The tumult surrounding El-Erian's departure is unsettling, but PIMCO has a lot of firepower to aim at the problem.
Questions surrounding Mohamed El-Erian's recently announced departure and the flurry of other personnel changes that followed at PIMCO continue to proliferate, and, if anything, that trend has intensified over the past week. Morningstar has been fielding those questions left and right, from audiences as diverse as individual investors, advisors, institutions, and the press. A number of themes have come up consistently in these conversations, and we thought it worthwhile to address a few of them here along with Morningstar's preliminary thoughts on the current situation at PIMCO.
How much of an effect did the market calls made by PIMCO over the past year have on Mohamed El-Erian's departure?
The official version from PIMCO is that El-Erian's departure was purely a personal decision and that it had nothing to do with last year's performance. That said, it makes sense to consider what’s gone on not only over the past year, but what’s occurred over the past few years, given that there was some difficulty, particularly in the third quarter of 2011, with some of the calls that the firm made.
First, it seems unlikely that performance during that 2011 period would necessarily be hung around El-Erian's neck, because Bill Gross took a lot of responsibility for it.

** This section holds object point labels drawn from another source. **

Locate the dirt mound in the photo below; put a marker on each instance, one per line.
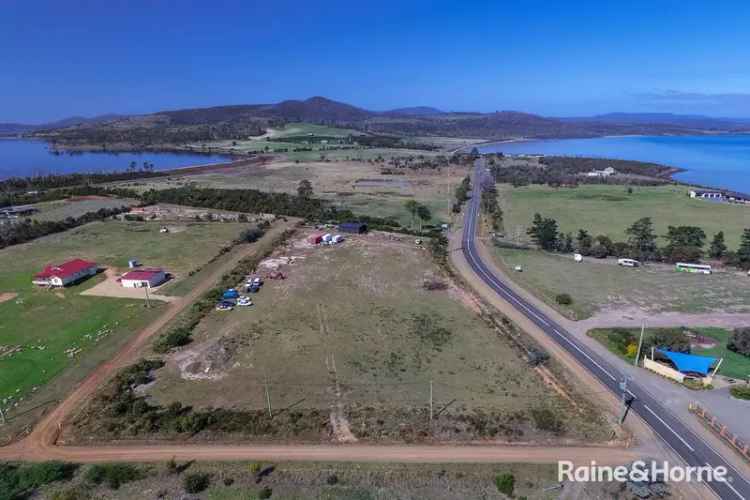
(210, 361)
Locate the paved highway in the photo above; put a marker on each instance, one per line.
(685, 443)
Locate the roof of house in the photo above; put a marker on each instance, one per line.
(689, 362)
(142, 274)
(64, 270)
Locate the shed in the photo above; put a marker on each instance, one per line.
(353, 227)
(144, 278)
(689, 363)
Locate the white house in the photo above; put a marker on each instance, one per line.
(143, 278)
(65, 274)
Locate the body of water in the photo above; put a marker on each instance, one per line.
(716, 160)
(23, 158)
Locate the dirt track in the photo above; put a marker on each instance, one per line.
(41, 443)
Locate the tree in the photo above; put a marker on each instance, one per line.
(543, 232)
(304, 189)
(743, 254)
(718, 247)
(739, 342)
(424, 214)
(642, 239)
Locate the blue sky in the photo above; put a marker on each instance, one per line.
(571, 58)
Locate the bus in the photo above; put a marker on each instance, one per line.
(693, 268)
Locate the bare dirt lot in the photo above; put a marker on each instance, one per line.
(346, 349)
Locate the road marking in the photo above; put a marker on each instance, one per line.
(668, 427)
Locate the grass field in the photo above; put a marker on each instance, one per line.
(38, 326)
(601, 284)
(734, 365)
(351, 329)
(358, 186)
(312, 481)
(61, 209)
(610, 210)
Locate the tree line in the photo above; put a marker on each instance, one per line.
(683, 243)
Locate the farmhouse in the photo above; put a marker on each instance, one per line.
(353, 227)
(143, 278)
(64, 274)
(602, 173)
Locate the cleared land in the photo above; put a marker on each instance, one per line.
(76, 206)
(46, 334)
(357, 185)
(347, 346)
(596, 284)
(330, 481)
(734, 365)
(609, 210)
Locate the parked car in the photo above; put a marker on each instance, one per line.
(224, 305)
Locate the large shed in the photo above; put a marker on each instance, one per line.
(353, 227)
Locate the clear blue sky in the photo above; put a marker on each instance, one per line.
(62, 58)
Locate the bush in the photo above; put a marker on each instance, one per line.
(505, 483)
(740, 391)
(18, 481)
(196, 482)
(265, 493)
(113, 475)
(564, 299)
(739, 342)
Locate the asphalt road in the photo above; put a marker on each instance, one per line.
(685, 443)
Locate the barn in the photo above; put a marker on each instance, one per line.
(144, 278)
(353, 227)
(65, 274)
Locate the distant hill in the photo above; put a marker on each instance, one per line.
(414, 111)
(235, 122)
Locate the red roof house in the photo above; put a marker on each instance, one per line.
(66, 273)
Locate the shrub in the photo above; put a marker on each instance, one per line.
(546, 419)
(739, 342)
(740, 391)
(564, 299)
(505, 483)
(113, 475)
(196, 482)
(265, 493)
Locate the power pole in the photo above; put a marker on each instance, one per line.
(268, 397)
(431, 408)
(627, 399)
(640, 344)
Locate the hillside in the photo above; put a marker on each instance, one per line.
(235, 122)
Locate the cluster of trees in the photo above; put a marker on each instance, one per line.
(27, 230)
(462, 194)
(739, 342)
(683, 243)
(567, 171)
(491, 208)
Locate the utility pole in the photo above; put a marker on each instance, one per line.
(640, 344)
(268, 397)
(627, 398)
(431, 408)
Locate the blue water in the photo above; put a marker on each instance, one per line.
(21, 158)
(718, 160)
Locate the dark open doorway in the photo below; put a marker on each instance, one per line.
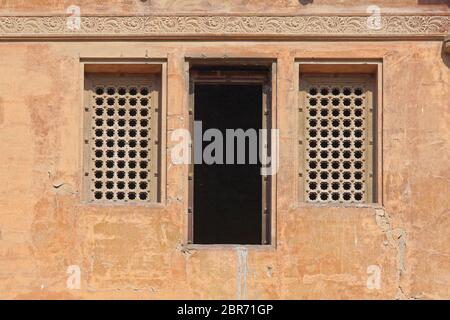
(227, 198)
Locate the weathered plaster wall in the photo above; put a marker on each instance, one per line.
(121, 7)
(137, 252)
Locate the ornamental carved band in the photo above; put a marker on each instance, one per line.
(225, 26)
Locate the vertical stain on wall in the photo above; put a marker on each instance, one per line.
(241, 272)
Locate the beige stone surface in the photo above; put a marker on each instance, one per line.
(137, 252)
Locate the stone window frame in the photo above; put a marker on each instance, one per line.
(372, 67)
(271, 190)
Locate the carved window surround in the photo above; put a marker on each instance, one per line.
(247, 27)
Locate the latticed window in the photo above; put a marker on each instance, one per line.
(121, 138)
(336, 139)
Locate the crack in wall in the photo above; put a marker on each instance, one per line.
(396, 239)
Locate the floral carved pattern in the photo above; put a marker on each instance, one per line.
(184, 26)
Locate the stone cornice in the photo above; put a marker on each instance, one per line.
(224, 26)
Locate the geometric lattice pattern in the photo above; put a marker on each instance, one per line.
(337, 148)
(121, 139)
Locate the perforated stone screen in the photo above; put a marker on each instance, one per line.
(336, 139)
(121, 138)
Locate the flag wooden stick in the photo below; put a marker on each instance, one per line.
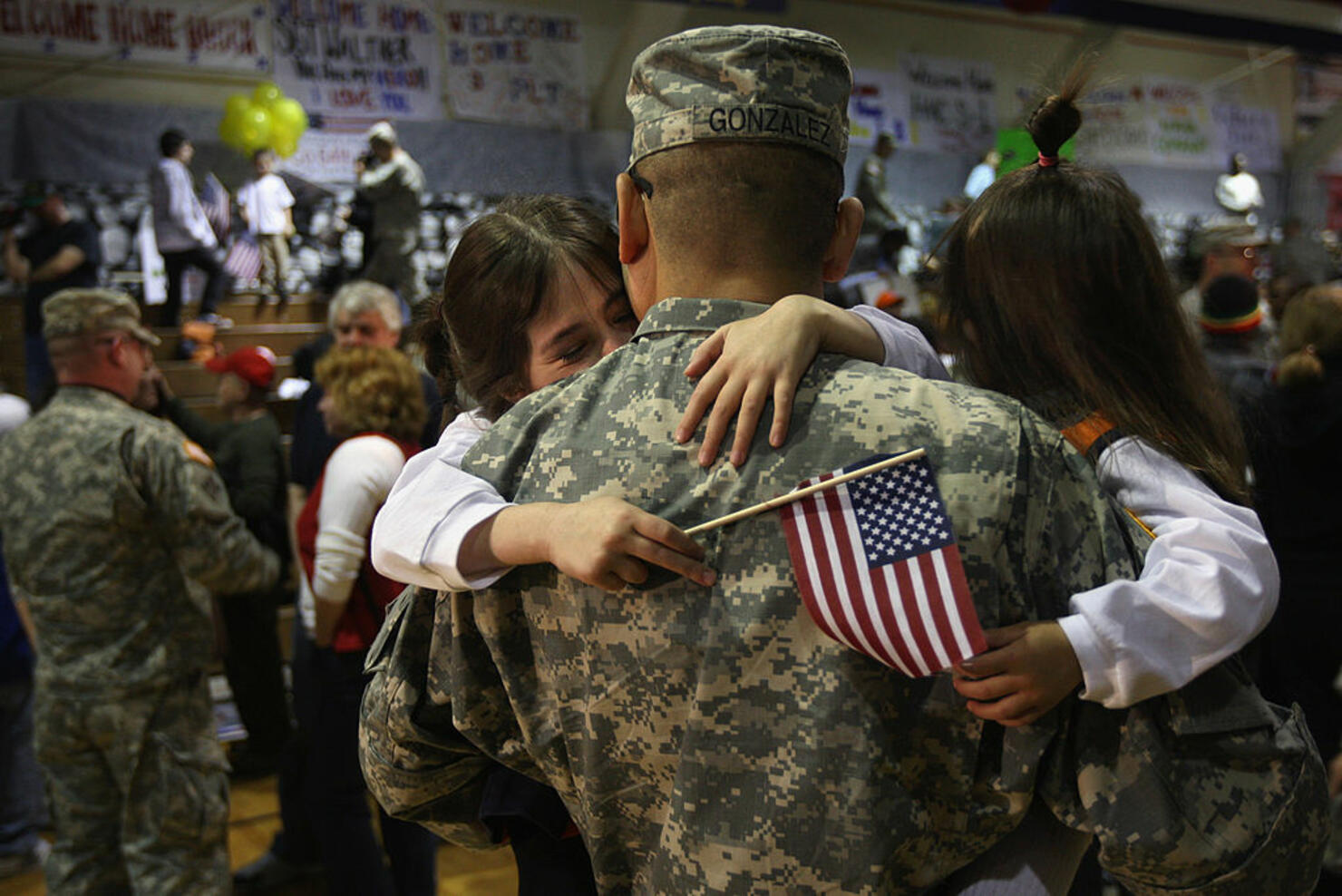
(802, 492)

The volatility that many of the firm’s funds suffered in the summer of 2013 was certainly disturbing for some investors as well, especially when looking at some of the funds' category standings and relative performance, and the fact that people have come to expect so much from PIMCO and Bill Gross.
There are a couple of relevant issues to examine there, however. One is that the summer volatility didn't do as much damage to PIMCO Total Return PTTRX, in particular, as some press reports have implied. There has been a big focus on the fact that 2013 was the fund's worst calendar-year loss since 1994. What has been nearly absent from that conversation, however, is that it was also the Barclays U.S. Aggregate bond benchmark's worst loss since 1994, as well, yet Total Return still edged past the index by 0.10% last year.
Perhaps more important is that none of that difficulty appears anywhere near sufficient to justify deliberately making the waves that El-Erian's departure did. Eliminating someone so senior, so identified as a face of the firm, and so crucial to its reputation simply doesn't seem to be anywhere near worth the cost that PIMCO is now paying in terms of investor trepidation about its future.
What are the most notable implications of El-Erian's departure for the management of PIMCO's funds?
That's really two questions in one: How will his departure affect the few mutual funds that he has been managing directly, and how will it affect PIMCO's all-important investment committee.
As for the funds on which El-Erian is a named manager, there's not much reason for concern. There are actually just a couple of them, and while this is certainly an issue for shareholders of those funds, the amount of assets in those portfolios is relatively small compared with the rest of the firm and PIMCO Total Return, and the new managers have outstanding credentials.